The Team Leader for the Sierra Leone Opportunities for Business Action (SOBA), Chukwu-Emeka Chikezie, said “we have seen encouraging signs of progress on energy access in Sierra Leone and in support for the decentralized renewable sector, yet we can do better on all-important implementation. We need to do a better job of coordinating our combined efforts in realizing government priorities and objectives, the private sector, and communities. I hope this Call to Action spurs us all on to enhanced coordination and collaboration for combined impact.”
The Call to Action event was facilitated by the Power for All campaign, and saw presentations from various sector stakeholders, and an exhibition of decentralized renewable technologies. During the call to action, each group made powerful commitments to undertake activities that will accelerate the growth of the decentralized renewable energy (DRE) market that is vital for reaching 6 million people living in energy poverty. Stakeholders also pledged to work closely together in energy access planning and implementation to achieve targets, and speed up progress.
The commitments of the Sierra Leone Government included taking action to enhance the ‘green lane’ tax-exempt importation system for quality solar products, take action to better maintain solar streetlights and encourage Government Ministries to save money by adopting solar, create a comprehensive Energy Revolution market development plan, to be launched in May 2017 that will include demand Creation, public awareness campaigns to build trust and demand for solar technology, supporting the Supply Chain, working with companies, universities and the Barefoot women to build private sector technical expertise to name just a few.

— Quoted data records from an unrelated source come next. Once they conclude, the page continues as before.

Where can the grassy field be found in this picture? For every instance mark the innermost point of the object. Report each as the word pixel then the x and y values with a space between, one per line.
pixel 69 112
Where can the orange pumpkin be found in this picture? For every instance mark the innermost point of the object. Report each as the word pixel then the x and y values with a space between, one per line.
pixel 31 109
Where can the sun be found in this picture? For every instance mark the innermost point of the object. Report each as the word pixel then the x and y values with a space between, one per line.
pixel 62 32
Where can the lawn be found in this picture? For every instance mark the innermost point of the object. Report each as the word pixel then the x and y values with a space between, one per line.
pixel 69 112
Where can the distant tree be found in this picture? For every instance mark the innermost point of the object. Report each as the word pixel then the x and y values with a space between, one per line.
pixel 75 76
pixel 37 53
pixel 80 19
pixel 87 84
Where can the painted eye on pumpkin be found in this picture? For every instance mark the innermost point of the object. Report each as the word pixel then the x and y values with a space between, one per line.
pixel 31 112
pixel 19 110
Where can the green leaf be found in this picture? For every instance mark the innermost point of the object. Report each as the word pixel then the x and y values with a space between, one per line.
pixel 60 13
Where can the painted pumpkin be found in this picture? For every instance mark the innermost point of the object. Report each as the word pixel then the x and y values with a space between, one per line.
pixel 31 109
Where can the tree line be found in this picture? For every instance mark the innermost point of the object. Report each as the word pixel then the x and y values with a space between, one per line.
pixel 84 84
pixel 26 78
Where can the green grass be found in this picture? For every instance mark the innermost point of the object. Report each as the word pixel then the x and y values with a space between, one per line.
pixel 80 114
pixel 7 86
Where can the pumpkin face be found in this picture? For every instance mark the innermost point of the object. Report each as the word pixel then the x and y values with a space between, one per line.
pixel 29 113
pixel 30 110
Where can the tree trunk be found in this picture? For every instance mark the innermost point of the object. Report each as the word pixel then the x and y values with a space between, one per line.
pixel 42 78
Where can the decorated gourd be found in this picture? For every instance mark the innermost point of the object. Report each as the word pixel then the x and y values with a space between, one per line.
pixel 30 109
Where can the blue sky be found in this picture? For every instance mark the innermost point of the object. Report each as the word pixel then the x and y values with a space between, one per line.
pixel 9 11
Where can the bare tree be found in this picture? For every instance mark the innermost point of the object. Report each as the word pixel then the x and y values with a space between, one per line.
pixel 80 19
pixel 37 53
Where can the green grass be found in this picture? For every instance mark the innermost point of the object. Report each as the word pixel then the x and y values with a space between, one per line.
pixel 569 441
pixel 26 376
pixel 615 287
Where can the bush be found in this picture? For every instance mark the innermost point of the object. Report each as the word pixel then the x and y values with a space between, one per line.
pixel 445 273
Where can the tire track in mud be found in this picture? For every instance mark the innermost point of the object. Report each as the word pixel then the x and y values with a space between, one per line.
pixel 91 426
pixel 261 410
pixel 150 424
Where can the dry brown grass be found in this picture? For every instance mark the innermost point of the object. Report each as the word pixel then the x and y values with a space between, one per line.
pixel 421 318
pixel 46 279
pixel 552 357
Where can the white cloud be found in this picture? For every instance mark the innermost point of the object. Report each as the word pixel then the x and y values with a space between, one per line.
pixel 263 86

On its part, the Renewable Energy Access Sierra Leone’s commitments included taking action to maintain a rigorous screening process to ensure members only sell products that meet international quality standards, collaborate with technical institutes and universities for the inclusion of renewable energy training into curriculum, and to develop accredited training programmes by working with the Ministry of Energy to design and deliver public awareness campaigns on quality off-grid solar, connecting with Paramount Chiefs and community leaders and continue to work with the Sierra Leone Association of Micro-finance Institutions on a household solar consumer financing pilot, and engage local Commercial Banks. At the event, the REASL also released policy recommendations to support the Distributable Renewable Energy market.
The Civil society, donor and sector support organization commitments were also made by Oxfam IBIS, Energizing Development, Sierra Leone Business for Opportunity and Power for All. These commitments included action to expand training support for university lecturers and government workers on DRE to include solar thermal energy and water pumping, run a scholarship program for solar PV studies that targets women, build awareness of off-grid solar through road shows, trade fairs, school campaigns and the media as well as track and map sector performance.
These commitments build on the steps already taken to increase energy access following the launch of the Sierra Leone Energy Revolution in May 2016. Since that time, the sale of off-grid solar solutions in Sierra Leone has doubled, and the country has also seen the launch of one of West Africa’s largest solar mini-grid programs. Up to 50 villages will see the installation of PV mini-grids by the end of 2017.